Modify a Brief Linear Regression Model in Excel

In the article How to Create a Brief Linear Regression Model in Excel, what was not shown was how to include an ellipse surrounding the data, i.e. create a fair data boundary, which problem has now been solved. For newcomers, Steps 1 to Part 3 Step 10 will be repeated here and then the new modification steps will begin with Part 3 Step 11 (so that if the work is already done per the previous article, please start at Part 3 Step 11). There will be new data that is more spread out in terms of variance, to better illustrate the utility of an elliptical approach - that new data is included in the picture below.

Steps

The Tutorial

  1. Open a new workbook in Excel and make 3 worksheets: Data, Chart, and Saves. Save the workbook as Linear Regression - Modified Lesson, or something similar, into a logical file folder.
  2. Set Preferences: Open Preferences in the Excel menu. Recommended Settings: Set General to R1C1 Off and Show the 10 Most Recent Documents; Edit - set all the Top options to checked except Automatically Convert Date System.
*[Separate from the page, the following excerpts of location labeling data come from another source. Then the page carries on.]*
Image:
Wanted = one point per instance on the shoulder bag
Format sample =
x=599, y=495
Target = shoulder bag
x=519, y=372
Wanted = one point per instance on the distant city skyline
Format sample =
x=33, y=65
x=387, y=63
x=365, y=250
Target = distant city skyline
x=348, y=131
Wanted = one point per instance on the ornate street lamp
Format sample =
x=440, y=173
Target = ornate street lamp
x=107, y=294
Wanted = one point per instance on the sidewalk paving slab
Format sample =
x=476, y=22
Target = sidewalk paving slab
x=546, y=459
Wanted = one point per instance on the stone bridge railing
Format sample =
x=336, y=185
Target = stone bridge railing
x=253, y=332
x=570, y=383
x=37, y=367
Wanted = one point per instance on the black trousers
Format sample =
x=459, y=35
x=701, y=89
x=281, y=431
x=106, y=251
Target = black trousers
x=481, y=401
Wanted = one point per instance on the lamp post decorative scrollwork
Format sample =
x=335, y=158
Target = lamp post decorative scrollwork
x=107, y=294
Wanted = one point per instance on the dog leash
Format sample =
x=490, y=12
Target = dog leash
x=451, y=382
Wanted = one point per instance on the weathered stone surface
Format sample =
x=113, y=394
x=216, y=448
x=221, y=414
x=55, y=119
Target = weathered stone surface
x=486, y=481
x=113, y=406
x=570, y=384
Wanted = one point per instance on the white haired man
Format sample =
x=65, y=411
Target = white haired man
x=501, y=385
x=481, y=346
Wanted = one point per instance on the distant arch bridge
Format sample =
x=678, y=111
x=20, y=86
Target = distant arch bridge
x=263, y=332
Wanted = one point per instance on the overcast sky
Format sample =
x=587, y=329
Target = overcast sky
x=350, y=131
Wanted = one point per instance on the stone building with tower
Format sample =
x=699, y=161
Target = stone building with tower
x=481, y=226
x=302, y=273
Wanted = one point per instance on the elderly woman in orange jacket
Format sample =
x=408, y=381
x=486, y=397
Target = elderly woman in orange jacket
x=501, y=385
Display number of decimal places = blank (for integers preferred), Preserve display of dates and set 30 for 21st century cutoff; View - show Formula Bar and Status Bar, hover for comments and all of Objects, Show gridlines and all boxes below that auto or checked; Chart - show chart names and data markers on hover. Leave rest unchecked for now; Calculation -- Automatically and calc before save, max change .000,000,000,000,01 w/o commas as goal-seeking is done a lot and save external link values and use 1904 system; Error checking - check all; Save - save preview picture with new files and Save Autorecover after 5 minutes; Ribbon -- all checked except Hide group titles and Developer.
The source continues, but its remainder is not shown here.